To błąd człowieka był przyczyną katastrofy kolejowej w Braniewie. Samotnie przemieszczający się skład towarowy, przejechał 12 kilometrów po torach w okolicach Braniewa w Warmińsko-Mazurskiem. 10 wagonów wypełnionych sadzą i węglem toczyło się siłą bezwładności. To cud, że nie doszło do tragedii, mimo że 6 z 10 wagonów wykoleiło się. Policjanci z Braniewa prowadzą śledztwo w sprawie sprowadzenia zagrożenia w ruchu kolejowym.

[fotoreportaż:124642]

To cud, że nie doszło do tragedii, mimo że 6 z 10 wagonów wykoleiło się. Kluczowe dla tej sprawy są osoby, które obsługują składy towarowe.
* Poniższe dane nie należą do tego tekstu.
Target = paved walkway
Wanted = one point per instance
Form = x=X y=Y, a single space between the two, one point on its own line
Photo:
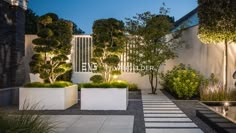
x=93 y=123
x=161 y=115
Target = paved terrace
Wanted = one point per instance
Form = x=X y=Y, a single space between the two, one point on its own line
x=161 y=115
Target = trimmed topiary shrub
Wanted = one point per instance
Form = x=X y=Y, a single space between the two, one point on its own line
x=132 y=87
x=182 y=81
x=97 y=79
x=105 y=85
x=57 y=84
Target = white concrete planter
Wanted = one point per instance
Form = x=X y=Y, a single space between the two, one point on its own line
x=104 y=98
x=49 y=98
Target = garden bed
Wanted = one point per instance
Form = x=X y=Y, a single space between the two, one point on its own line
x=48 y=98
x=214 y=119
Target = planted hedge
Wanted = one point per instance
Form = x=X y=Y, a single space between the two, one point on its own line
x=57 y=84
x=183 y=82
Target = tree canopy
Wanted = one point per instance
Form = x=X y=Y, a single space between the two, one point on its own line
x=52 y=47
x=217 y=20
x=218 y=24
x=152 y=44
x=31 y=21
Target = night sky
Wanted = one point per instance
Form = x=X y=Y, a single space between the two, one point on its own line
x=84 y=12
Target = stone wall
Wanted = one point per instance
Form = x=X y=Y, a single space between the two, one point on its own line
x=12 y=20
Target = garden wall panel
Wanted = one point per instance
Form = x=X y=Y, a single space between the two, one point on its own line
x=206 y=58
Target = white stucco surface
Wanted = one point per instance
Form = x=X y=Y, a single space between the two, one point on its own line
x=48 y=98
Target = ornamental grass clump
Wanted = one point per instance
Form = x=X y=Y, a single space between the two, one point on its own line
x=25 y=122
x=182 y=81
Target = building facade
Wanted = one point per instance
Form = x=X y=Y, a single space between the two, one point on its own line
x=12 y=32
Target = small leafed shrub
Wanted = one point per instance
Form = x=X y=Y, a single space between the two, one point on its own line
x=132 y=87
x=212 y=90
x=97 y=79
x=105 y=85
x=182 y=81
x=57 y=84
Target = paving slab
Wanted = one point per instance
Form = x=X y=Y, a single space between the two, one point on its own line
x=173 y=130
x=93 y=123
x=160 y=108
x=161 y=115
x=159 y=125
x=165 y=115
x=158 y=103
x=161 y=111
x=168 y=119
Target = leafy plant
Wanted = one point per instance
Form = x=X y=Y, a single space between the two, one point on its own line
x=182 y=81
x=25 y=122
x=217 y=24
x=212 y=90
x=108 y=40
x=105 y=85
x=97 y=79
x=151 y=45
x=52 y=47
x=132 y=87
x=57 y=84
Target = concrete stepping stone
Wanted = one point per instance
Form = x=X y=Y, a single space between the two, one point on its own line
x=161 y=111
x=158 y=104
x=158 y=125
x=166 y=106
x=156 y=108
x=165 y=115
x=174 y=130
x=167 y=119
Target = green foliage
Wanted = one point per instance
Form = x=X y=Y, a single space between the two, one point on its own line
x=132 y=87
x=152 y=47
x=212 y=90
x=97 y=79
x=182 y=81
x=218 y=24
x=25 y=123
x=105 y=85
x=52 y=48
x=31 y=20
x=108 y=40
x=217 y=20
x=57 y=84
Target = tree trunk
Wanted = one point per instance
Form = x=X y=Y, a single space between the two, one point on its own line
x=151 y=78
x=226 y=66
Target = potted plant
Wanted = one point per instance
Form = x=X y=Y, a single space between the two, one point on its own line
x=52 y=48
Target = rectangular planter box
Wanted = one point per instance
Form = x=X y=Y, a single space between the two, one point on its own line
x=9 y=96
x=104 y=98
x=49 y=98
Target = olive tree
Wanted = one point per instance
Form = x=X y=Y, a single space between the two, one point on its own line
x=218 y=24
x=108 y=40
x=152 y=44
x=52 y=47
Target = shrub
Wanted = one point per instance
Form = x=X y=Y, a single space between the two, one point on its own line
x=212 y=90
x=105 y=85
x=97 y=79
x=57 y=84
x=132 y=87
x=25 y=123
x=182 y=81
Policjanci przesłuchali pracowników PKP: manewrowego, ustawiacza i dwóch maszynistów. Jedna z tych osób była pod wpływem alkoholu. Miała 3,1 promila alkoholu w wydychanym powietrzu. Wszyscy zarzekają się, że zabezpieczyli skład płozami hamującymi, jednak nie potrafią tego w żaden sposób udowodnić. Wystarczyło niewielkie nachylenie terenu, żeby 10 załadowanych po brzegi wagonów zaczęło się toczyć.
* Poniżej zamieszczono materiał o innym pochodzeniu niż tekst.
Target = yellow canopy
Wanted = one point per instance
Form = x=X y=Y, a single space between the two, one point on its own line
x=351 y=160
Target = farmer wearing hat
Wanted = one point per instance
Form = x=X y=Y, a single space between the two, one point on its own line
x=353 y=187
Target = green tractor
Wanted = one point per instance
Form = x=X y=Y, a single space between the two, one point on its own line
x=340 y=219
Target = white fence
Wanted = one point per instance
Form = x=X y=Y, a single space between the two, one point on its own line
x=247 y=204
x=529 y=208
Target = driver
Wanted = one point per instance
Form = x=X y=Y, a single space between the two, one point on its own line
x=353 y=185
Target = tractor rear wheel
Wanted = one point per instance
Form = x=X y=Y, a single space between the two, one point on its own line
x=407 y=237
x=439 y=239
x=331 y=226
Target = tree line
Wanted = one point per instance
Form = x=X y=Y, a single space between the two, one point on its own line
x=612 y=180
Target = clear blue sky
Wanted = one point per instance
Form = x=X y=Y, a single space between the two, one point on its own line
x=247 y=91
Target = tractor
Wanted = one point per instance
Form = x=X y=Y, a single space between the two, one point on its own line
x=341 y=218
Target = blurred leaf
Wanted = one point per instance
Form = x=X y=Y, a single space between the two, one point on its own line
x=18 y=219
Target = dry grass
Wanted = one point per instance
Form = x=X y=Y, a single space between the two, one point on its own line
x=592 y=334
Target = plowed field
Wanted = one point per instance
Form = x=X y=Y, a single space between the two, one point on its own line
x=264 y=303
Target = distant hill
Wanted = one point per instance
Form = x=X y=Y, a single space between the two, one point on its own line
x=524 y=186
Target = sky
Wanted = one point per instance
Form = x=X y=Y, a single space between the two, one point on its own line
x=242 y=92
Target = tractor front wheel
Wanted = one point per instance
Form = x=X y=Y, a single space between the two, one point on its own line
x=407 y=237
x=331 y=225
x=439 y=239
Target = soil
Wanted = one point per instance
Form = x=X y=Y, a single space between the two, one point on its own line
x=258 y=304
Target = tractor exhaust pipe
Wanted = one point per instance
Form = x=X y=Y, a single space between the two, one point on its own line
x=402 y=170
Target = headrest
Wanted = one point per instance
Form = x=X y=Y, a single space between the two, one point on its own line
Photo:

Jak udało się ustalić reporterowi RMF FM Danielowi Wołodźce, gdy wagony zaczęły pędzić, przerażeni pracownicy PKO wysłali za nimi lokomotywę.

Nie było możliwości przechwycenia składu, ale maszynista za każdym razem, gdy ten zbliżał się do przejazdów kolejowych, wydawał sygnały ostrzegawcze. Rozpędzony skład przejechał przez Braniewo, minął dworzec i dzięki przytomności nastawniczego został skierowany na ślepy tor, gdzie uderzył w nasyp piasku. Siła uderzenia była tak duża, że 6 z 10 wagonów wykoleiło się.